= Naucrary =

The Naucrary and Naucraria (ναυκραρία) was a subdivision of the people of Attica, among the most ancient in the Athenian state. Each was led by an official called a naucrarus (ναύκραρος). All sources for the institution date from after it had ceased to be particularly important and thus the nature of the naucraries is highly disputed in modern scholarship. They seem to have played a role in fiscal management and naval organisation.

==Etymology==
The word is derived either from naus (ναῦς "a ship") and describes the duty imposed upon each naucrary, of providing one ship and two (or, more probably, ten) horsemen; or from naio (ναίω "I dwell"), in which case it has to do with a householder census. The former is generally accepted since the naucraries were certainly the units on which the Athenian fleet was based.

==History==
The institution was most important in the Archaic period, when they seem to have been key magistrates of local administration. Three ancient sources offer explicit definitions of the naucrary. The second-century BC grammarian, Ammonius of Alexandria states:

naukraroi: those exacting money from the public landholdings, and naukraria: the regions in which the (public) landholdings are located.
— Ammonius of Alexandria

In the ninth-century AD, Lexicon of Photius, the naucrari are defined as

naukraroi: The ancient Athenian term for the modern demarchs. They rented out public (property)
— Photius Lexicon

According to the Aristotelian Constitution of the Athenians (8.3), in the sixth century BC, each of the four Ionian tribes of Athens was divided into three trittyes ("thirds"), each of which was subdivided into four naucraries; there were thus 48 naucraries.

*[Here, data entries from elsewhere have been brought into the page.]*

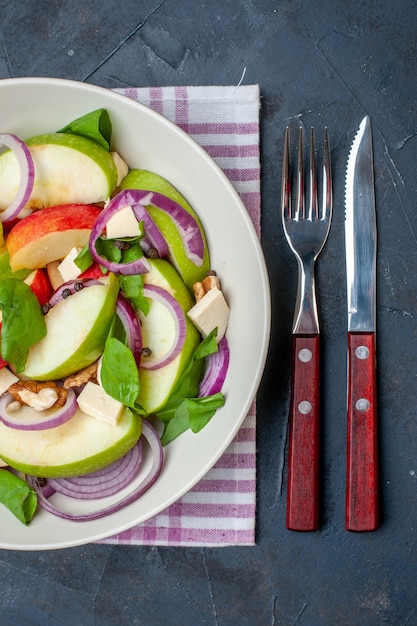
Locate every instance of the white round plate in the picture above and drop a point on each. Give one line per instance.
(30, 106)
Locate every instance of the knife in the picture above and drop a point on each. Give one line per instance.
(360, 240)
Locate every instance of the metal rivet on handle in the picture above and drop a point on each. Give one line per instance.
(305, 355)
(305, 407)
(362, 352)
(362, 404)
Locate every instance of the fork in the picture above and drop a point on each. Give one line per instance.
(306, 230)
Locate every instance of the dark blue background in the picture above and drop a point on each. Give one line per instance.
(317, 63)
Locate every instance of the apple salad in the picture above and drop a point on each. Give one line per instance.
(112, 322)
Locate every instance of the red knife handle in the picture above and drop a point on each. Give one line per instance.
(362, 449)
(304, 435)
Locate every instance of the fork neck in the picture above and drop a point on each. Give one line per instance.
(306, 317)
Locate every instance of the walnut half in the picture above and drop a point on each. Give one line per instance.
(39, 396)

The earliest mention of the term is in Herodotus (v. 71), where it is stated that the Cylonian conspiracy in 632 BC was put down by the "Prytaneis (chief men) of the naucraries."

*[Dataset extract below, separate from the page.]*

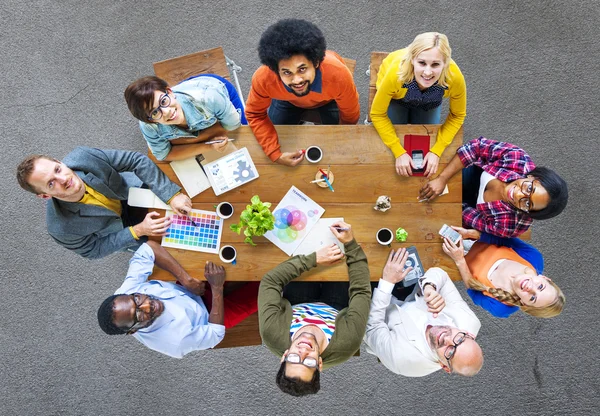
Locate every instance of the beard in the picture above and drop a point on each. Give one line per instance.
(302, 94)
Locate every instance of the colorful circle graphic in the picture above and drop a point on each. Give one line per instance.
(289, 222)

The Encyclopedia Britannica conjectured that the military forces of Athens were organized on the basis of the naucraries, and that it was the duty of the presidents of these districts to raise the local levies. But it notes that the Athenaion Politeia does not connect the naucrary with the fleet or the army, observing that "from chapter 8 (of the text) it would appear that its importance was chiefly in connection with finance," and concludes:

The naucrary consisted of a number of villages, and was, therefore, a local unit very much in the power of the naucraros, who was selected by reason of wealth. The naucraros superintended the construction of, and afterwards captained, the ship, and also assessed and administered the taxes in his own area.

In the reforms of Cleisthenes, the naucraries gave place to the demes as the political unit. In accordance with the new decimal system, their number was increased to fifty. Whether they continued (and if so, how long) to supply one ship and two (or ten) horsemen each is not certainly known. Cheidemus in Photius asserts that they did, and his statement is to a certain extent corroborated by Herodotus (vi. 89) who records that, in the Aeginetan War before the Persian Invasion, the Athenian fleet numbered only fifty sail.